Perry
(.275 member)
15/02/11 10:17 PM
Re: My 35.303 is Finally Finished

Daryl and mauserand9mm, thankyou for your discusion, very informative.

Well fella's you have exposed just how little I know about reloading and wildcats. I have experience reloading .357 and .44 mag in my Lever Rifles, thats it. I'm doing something right there as I'm up to 16 reloads with the .357 cases and they are showing zero signs of wear and tear.

I am aware of the case life issue's with the .303 British and only a basic knowledge of the stresses around forming cases. As for headspacing,chamber dimentions etc I am on a learning curve and continually cross referencing any info I read.

On thursday after work I am taking some fired cases and a dummy round back to the Gunsmith who put my Rifle together to talk further with him about my Rifle. He did tell me he headspaced the Rifle with a No Go Guage. The bolt is also tighter to close than your average SMLE and needs to be worked quite smartly to chamber a round that last 1/2" I feel this is due to the chamber being tighter back towards the Rim and not all to the cock on closing of the bolt if you get my meaning.

Trim too length of 2.188 remains unchanged on the once fired brass.

Unfired case measure .379/.380 case neck dia and .454 immediately in front of the rim and .399 / 400 immediately behind the shoulder

Fired cases measure .384 case neck dia and .449 immediately in front of the rim. I guess this explains the tight closing of the bolt. They measure .401 immediately behind the shoulder.

It's hard to be precise but mid case the taper appears to have expanded about .003 over unfired

These measurements are not as pronounced as I expected as the by the naked eye things appear to have changed more.

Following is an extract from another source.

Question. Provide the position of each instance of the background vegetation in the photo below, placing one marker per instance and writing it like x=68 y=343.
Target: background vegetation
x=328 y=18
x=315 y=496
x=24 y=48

Daryl or anyone else considering the above, some questions -

I have been informed that when necking the .303 case up to .375 the shoulder disappears on the .303 Brit and on some cases causes a larger than chamber bulge where the shoulder used to be due to the brass changing thickness in this area. Case reaming or turning sometimes being necessary.

Unrelated to the question but the 375.303 suffers poor feeding from the SMLE magazine. These 2 reasons are why I did not go with this calibre conversion - to keep things simpler and cheaper.

If I choose to follow the necking up advice that Daryl has suggested am I in danger of causing the brass thickening and the larger than chamber bulge even after I have resized back to .358 ?????

I am most definetly keen to achieve excellent case life and enjoying my introduction to Wildcats.